Antiandrogenic effects of dibutyl phthalate and its metabolite, monobutyl phthalate, in rats
Article first published online: 28 JUN 2008
Volume 42, Issue 4, pages 297–308, December 2002
How to Cite
Ema, M. (2002), Antiandrogenic effects of dibutyl phthalate and its metabolite, monobutyl phthalate, in rats. Congenital Anomalies, 42: 297–308. doi: 10.1111/j.1741-4520.2002.tb00896.x
- Issue published online: 28 JUN 2008
- Article first published online: 28 JUN 2008
- Received October 2, 2002; revised and accepted December 7, 2002.
- dibutyl phthalate;
- monobutyl phthalate;
- developmental toxicity;
- embryonic loss;
- antiandrogenic effects
ABSTRACT Developmental toxicity following administration of dibutyl phthalate (DBF) and its major metabolite, monobutyl phthalate (MBuP), by gavage was determined in Wistar rats. DBF on days 0–8 of pregnancy induced an increase in the incidence of preimplantation loss at 1250 mg/kg and higher and postimplantation loss at 750 mg/kg and higher.

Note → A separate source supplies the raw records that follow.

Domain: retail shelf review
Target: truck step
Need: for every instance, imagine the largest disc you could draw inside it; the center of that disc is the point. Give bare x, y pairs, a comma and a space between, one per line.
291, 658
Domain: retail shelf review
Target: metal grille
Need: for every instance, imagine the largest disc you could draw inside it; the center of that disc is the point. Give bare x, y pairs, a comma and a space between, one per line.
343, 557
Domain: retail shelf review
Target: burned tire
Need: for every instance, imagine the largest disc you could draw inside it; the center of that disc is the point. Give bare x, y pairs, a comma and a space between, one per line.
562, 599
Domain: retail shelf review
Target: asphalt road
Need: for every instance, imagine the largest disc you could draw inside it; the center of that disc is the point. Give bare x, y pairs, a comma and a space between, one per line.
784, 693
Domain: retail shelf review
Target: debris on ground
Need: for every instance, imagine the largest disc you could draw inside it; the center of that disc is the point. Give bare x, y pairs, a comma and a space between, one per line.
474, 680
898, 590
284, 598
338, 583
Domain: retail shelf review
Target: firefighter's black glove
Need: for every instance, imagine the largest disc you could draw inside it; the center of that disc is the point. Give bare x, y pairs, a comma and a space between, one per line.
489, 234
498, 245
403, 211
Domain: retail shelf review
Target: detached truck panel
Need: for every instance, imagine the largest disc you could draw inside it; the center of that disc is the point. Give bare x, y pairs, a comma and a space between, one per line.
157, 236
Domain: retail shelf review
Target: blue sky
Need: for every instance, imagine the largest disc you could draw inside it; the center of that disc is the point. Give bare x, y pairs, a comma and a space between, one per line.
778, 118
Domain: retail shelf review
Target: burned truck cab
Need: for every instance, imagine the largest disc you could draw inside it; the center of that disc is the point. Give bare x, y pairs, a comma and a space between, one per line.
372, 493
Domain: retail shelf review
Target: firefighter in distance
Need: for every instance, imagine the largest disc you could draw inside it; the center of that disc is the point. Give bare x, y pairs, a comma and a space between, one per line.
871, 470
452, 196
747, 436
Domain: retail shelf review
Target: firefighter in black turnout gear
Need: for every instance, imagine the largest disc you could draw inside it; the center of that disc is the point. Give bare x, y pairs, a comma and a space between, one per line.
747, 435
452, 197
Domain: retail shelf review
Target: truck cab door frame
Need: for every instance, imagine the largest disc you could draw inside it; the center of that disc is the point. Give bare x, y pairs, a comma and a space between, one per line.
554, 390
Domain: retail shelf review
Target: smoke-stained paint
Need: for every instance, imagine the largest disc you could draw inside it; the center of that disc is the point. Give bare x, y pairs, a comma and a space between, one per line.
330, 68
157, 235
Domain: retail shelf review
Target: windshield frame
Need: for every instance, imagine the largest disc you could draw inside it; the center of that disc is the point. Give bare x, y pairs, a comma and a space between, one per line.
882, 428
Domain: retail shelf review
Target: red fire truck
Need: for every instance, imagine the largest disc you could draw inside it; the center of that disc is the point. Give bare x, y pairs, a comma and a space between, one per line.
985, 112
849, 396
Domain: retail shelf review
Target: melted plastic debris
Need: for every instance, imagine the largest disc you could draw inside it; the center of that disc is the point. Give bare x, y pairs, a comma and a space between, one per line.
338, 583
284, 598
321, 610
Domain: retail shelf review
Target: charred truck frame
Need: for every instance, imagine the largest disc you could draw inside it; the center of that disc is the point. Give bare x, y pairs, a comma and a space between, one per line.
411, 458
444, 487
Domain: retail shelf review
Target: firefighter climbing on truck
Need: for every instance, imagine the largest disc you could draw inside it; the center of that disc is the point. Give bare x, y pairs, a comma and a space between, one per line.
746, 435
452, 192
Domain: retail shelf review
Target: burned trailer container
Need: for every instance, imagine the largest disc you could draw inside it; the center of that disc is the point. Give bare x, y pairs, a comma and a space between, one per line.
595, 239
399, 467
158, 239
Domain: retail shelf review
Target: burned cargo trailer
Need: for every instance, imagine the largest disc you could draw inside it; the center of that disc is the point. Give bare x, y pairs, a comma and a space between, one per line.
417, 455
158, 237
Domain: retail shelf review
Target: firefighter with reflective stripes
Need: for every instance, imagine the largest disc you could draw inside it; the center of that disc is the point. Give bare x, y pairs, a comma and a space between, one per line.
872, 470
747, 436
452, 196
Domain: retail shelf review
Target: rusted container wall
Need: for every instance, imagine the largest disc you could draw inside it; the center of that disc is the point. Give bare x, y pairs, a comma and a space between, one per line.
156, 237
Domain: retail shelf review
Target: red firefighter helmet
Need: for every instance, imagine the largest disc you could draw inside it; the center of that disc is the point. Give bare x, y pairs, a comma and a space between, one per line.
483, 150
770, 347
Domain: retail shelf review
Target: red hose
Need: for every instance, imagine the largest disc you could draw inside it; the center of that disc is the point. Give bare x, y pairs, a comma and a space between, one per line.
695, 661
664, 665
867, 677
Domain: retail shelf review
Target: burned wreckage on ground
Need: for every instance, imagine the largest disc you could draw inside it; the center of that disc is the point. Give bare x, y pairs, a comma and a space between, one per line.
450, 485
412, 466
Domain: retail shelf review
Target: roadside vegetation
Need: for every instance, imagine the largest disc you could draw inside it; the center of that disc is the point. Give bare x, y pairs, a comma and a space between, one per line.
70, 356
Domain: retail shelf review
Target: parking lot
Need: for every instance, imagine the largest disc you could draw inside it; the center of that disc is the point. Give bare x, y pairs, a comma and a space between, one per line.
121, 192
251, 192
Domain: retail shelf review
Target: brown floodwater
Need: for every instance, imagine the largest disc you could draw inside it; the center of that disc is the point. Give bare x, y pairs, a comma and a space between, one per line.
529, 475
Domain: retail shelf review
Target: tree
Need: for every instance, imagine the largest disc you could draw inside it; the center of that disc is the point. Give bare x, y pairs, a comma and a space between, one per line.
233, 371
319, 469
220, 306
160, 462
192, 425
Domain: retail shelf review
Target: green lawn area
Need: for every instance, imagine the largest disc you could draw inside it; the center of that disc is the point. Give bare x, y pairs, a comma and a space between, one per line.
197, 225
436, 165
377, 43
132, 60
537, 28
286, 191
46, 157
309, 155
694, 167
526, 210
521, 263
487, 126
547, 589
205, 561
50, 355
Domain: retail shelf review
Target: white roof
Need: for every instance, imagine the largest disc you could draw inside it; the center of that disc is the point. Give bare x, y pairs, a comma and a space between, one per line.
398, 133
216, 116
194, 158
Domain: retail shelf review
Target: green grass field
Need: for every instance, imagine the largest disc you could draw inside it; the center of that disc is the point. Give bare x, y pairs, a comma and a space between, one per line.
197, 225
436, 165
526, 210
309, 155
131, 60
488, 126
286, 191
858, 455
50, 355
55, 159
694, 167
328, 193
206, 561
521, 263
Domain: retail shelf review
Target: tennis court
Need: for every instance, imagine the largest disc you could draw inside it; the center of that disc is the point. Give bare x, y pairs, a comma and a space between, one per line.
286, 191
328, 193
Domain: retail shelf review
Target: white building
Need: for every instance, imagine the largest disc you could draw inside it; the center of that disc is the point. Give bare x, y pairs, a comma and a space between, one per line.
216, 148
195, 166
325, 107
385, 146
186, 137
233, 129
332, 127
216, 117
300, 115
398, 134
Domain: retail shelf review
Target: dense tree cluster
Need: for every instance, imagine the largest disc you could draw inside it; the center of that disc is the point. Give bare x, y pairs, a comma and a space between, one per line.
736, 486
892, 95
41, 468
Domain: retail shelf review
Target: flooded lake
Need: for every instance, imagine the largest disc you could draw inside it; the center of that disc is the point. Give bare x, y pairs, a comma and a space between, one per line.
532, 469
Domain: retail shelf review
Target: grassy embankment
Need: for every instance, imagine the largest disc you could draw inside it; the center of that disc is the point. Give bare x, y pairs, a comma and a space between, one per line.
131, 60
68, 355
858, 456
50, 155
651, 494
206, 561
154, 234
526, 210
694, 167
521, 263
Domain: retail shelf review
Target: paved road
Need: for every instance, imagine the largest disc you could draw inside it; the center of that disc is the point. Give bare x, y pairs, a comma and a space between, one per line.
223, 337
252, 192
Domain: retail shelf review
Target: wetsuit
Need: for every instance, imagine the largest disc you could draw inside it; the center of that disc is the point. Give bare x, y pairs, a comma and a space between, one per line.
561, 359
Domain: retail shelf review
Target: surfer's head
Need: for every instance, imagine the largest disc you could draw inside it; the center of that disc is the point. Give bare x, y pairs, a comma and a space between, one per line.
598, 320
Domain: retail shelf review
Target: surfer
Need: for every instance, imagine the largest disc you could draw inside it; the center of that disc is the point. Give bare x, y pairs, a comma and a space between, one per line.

MBuP on days 0–8 of pregnancy produced an increase in the incidence of pre-and postimplantation loss at 1000 mg/kg. DBF on days 7–15 of pregnancy caused an increase in the incidence of fetuses with malformations at 750 mg/kg. MBuP on days 7–15 of pregnancy produced an increased incidence of fetuses with malformations at 500 mg/kg and higher. DBF on days 15–17 of pregnancy resulted in a decrease in the anogenital distance (AGD) of male fetuses and increase in the incidence of fetuses with undescended testes at 500 mg/kg and higher. MBuP on days 15–17 of pregnancy caused a decreased male AGD and increased incidence of fetuses with undescended testes at 250 mg/kg and higher. No effect of DBF and MBuP on the AGD was found in female offspring. The spectrum of fetal malformations, dependence of gestational days of treatment on the manifestation of teratogenicity, and alterations in development of the male reproductive system observed after administration of DBF were in good agreement with those observed after administration of MBuP. These findings suggest that MBuP may be responsible for the induction of developmental toxic effects of DBP. The doses that produced a decrease in the AGD and undescended testes in male offspring were lower than those producing maternal toxicity, fetal malformations after administration during major organogenesis, and embryonic loss. The male reproductive system may be more susceptible than other organ systems to DBP and MBuP toxicity after maternal exposure.